The existing main facade comprises three identical bays. The northern matching bay and the remainder of the building have been demolished. The facade is lavishly decorated with Victorian Italianate detail executed in rendered brickwork, on the upper three of its four storeys.

The three remaining bays are identical in elevation. At street level all the original detailing has been removed, except for the large curved pediments above each entry. The first and second floors are linked by giant order Corinthian pilasters which support a highly moulded frieze and cornice. The central pilasters of each bay have a pediment, which rises above the cornice. On the top floor the line of the large lower pilasters is continued by smaller paired pilasters. The bays of the building at parapet level are divided by pedestals supporting urns. Each bay has a central semi-circular pediment containing the date A.D. 1888 in raised lettering, and is topped by a small finial which completes a striking silhouette.

== Heritage listing ==
The Queensland Country Life Building facade was listed on the Queensland Heritage Register on 21 October 1992 having satisfied the following criteria.

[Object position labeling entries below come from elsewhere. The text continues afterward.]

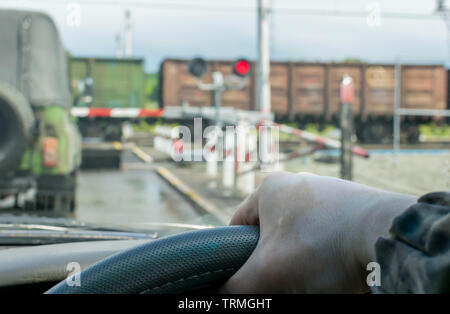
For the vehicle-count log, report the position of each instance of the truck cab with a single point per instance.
(40, 145)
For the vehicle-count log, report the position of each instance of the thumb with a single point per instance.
(247, 212)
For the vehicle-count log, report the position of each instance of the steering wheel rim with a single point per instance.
(180, 263)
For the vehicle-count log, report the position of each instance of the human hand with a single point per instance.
(317, 234)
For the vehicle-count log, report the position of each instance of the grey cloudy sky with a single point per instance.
(227, 29)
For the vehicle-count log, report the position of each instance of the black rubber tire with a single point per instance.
(184, 262)
(16, 127)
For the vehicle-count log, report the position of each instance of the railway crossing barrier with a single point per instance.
(167, 140)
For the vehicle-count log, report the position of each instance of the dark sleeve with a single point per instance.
(416, 259)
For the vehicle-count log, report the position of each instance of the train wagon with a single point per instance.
(309, 92)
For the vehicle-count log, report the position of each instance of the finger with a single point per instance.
(245, 280)
(247, 213)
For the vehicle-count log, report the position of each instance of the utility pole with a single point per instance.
(128, 35)
(444, 12)
(263, 68)
(119, 51)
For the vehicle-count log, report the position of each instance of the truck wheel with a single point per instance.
(16, 126)
(57, 194)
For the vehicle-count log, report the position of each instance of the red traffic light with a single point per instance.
(242, 67)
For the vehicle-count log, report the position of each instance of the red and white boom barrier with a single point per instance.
(320, 140)
(85, 112)
(240, 158)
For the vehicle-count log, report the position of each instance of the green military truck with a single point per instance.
(106, 83)
(40, 146)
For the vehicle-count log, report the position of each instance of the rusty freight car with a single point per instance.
(309, 92)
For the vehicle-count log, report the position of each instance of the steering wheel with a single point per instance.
(184, 262)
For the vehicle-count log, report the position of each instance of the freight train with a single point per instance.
(309, 92)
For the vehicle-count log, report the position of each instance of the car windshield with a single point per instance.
(146, 118)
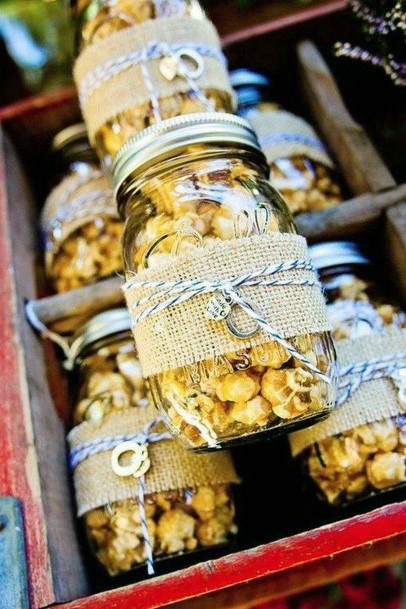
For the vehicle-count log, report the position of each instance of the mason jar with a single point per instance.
(183, 81)
(369, 458)
(179, 520)
(80, 226)
(189, 188)
(301, 168)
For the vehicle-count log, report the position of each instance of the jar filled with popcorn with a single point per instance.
(79, 222)
(361, 450)
(142, 496)
(301, 168)
(228, 316)
(143, 61)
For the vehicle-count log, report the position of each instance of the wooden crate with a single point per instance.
(286, 547)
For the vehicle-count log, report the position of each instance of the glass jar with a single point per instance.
(357, 303)
(371, 457)
(80, 226)
(300, 166)
(200, 182)
(101, 19)
(179, 520)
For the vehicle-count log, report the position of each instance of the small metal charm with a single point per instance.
(169, 67)
(218, 307)
(139, 463)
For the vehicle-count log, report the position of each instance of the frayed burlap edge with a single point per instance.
(372, 401)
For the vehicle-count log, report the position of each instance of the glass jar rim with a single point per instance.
(173, 136)
(336, 253)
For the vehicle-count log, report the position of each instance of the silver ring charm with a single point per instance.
(195, 58)
(235, 330)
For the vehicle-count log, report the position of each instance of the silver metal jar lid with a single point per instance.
(69, 135)
(335, 253)
(100, 326)
(173, 136)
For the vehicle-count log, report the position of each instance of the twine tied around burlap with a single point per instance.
(204, 304)
(77, 200)
(159, 463)
(283, 135)
(147, 62)
(372, 386)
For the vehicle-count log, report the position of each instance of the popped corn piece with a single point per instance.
(270, 354)
(386, 469)
(174, 528)
(203, 502)
(237, 387)
(211, 532)
(253, 412)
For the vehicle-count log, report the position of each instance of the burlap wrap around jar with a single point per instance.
(361, 449)
(81, 230)
(228, 316)
(141, 494)
(133, 71)
(301, 168)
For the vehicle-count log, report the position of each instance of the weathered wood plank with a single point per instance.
(395, 239)
(49, 456)
(13, 565)
(64, 312)
(274, 559)
(19, 475)
(349, 219)
(360, 163)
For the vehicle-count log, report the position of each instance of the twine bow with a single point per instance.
(153, 50)
(228, 296)
(138, 467)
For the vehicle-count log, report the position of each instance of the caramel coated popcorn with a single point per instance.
(113, 381)
(90, 253)
(178, 521)
(112, 17)
(244, 401)
(357, 309)
(306, 185)
(367, 458)
(116, 15)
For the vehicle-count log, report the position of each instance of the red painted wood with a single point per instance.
(18, 473)
(247, 31)
(245, 566)
(38, 103)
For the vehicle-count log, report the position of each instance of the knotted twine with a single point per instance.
(123, 70)
(75, 201)
(283, 135)
(165, 464)
(372, 386)
(266, 279)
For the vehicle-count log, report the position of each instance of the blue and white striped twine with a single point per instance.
(144, 437)
(153, 50)
(183, 290)
(355, 374)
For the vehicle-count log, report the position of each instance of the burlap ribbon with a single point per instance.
(284, 135)
(76, 201)
(172, 467)
(373, 400)
(110, 77)
(183, 334)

The place is important in demonstrating the evolution or pattern of Queensland's history.

The facade of the former Queensland Country Life Building dates from 1888 to 1889, and together with the Customs House opposite, is one of the few structures which provide evidence of the official entrance to the former Port of Brisbane.
As a remnant of a commercial warehouse, the facade provides important evidence of the development of the Town Reach area as an important commercial warehousing district.

The place is important in demonstrating the principal characteristics of a particular class of cultural places.

It survives as an example of the work of architect Richard Gailey, whose firm was responsible for many of the ornamental boom-era commercial buildings of the 1880s, which defined Brisbane's image as a late-Victorian city until well into the middle of the 20th century.

The place is important because of its aesthetic significance.

The facade makes a strong contribution to the streetscape as an important element near the intersection of Queen and Wharf Street, and as a complement in scale and style to the Customs House opposite.